Second Union

Second Union

FRANCHISE REWIND: The Karate Kid, Part II (1986)

The Karate Kid, Part II, 1986 (Ralph Macchio/Noriyuki “Pat” Morita) Columbia Pictures

“When my father died, I spent a lot of time thinking I hadn’t been such a great son. It seemed to me like I could have listened a little more, spent a little more time with him together… I felt so guilty, you know like he did everything for me and I didn’t do anything for him. Then one day I realized… that I did the greatest thing I ever did for him before he died: I was there with him… and I held his hand… and said goodbye.”

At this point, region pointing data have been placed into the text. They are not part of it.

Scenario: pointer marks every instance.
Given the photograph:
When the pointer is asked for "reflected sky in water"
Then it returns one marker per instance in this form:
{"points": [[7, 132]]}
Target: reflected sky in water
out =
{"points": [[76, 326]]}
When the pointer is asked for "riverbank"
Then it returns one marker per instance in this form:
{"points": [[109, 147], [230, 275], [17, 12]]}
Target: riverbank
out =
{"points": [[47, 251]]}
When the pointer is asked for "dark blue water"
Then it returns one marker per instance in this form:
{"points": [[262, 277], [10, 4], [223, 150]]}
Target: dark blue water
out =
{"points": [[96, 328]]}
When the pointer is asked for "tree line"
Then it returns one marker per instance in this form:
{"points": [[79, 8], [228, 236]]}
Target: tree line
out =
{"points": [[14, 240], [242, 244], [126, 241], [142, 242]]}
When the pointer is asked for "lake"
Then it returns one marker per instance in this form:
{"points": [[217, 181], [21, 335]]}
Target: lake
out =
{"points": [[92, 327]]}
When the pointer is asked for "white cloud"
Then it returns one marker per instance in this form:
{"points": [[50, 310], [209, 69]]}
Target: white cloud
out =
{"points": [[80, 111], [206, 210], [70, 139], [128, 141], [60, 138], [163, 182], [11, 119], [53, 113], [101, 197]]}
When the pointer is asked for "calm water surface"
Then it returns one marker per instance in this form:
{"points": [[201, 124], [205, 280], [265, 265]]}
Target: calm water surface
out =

Because of the unexpected success of the first Karate Kid movie, it was inevitable that a franchise would start, and director John G. Avildsen wasn’t about to let this opportunity get away as he had with Rocky. The trouble with Rocky was in dealing with the enormous talent, ego, and ambition of screenwriter/actor Sylvester Stallone who would shortly take over directing duties for the three sequels that followed.

Avildsen was a film director who weathered a lot of crazy storms. He survived in the industry because he adapted. The Karate Kid is a different beast. It plays with the same rhythm in each movie but, unlike the Rocky series, slightly alters the formula. It does engage in the same time-travel narrative. The opening titles feature scenes from the first movie and take up about five minutes of screen time. This movie was released two years after the first movie. Did we forget that quickly?

This first sequel begins minutes after the first movie ends with the triumphant victory of Daniel LaRusso. Emperor Palpatine is so angry at his Head Bully student he beats him mercilessly in the parking lot until Mr. Miyagi comes to his defense. We jump forward six months (still time traveling, which means 1984 lasted 18 months) and a semi-reset in that Daniel no longer has a girlfriend. We do see an enormous mane of curly blonde hair hugging Daniel after his victory. I guess Ali’s rich family threatened to kill her pony or whatever. In fact, nobody’s around except for Mr. Miyagi.

There was a scene in the first movie in which Miyagi gets himself good and toasted on the anniversary of his wife and child’s death at an internment camp. We get a little backstory into Miyagi, and this is one of the scenes that would earn Pat Morita an Oscar nomination. In the sequel, Miyagi receives a letter from Okinawa informing him that his father is gravely ill. Daniel decides to join him on his sojourn back to his native land: Hawaii! I mean Okinawa, but Okinawa looks an awful lot like Hawaii. It’s “Movie-Japan!”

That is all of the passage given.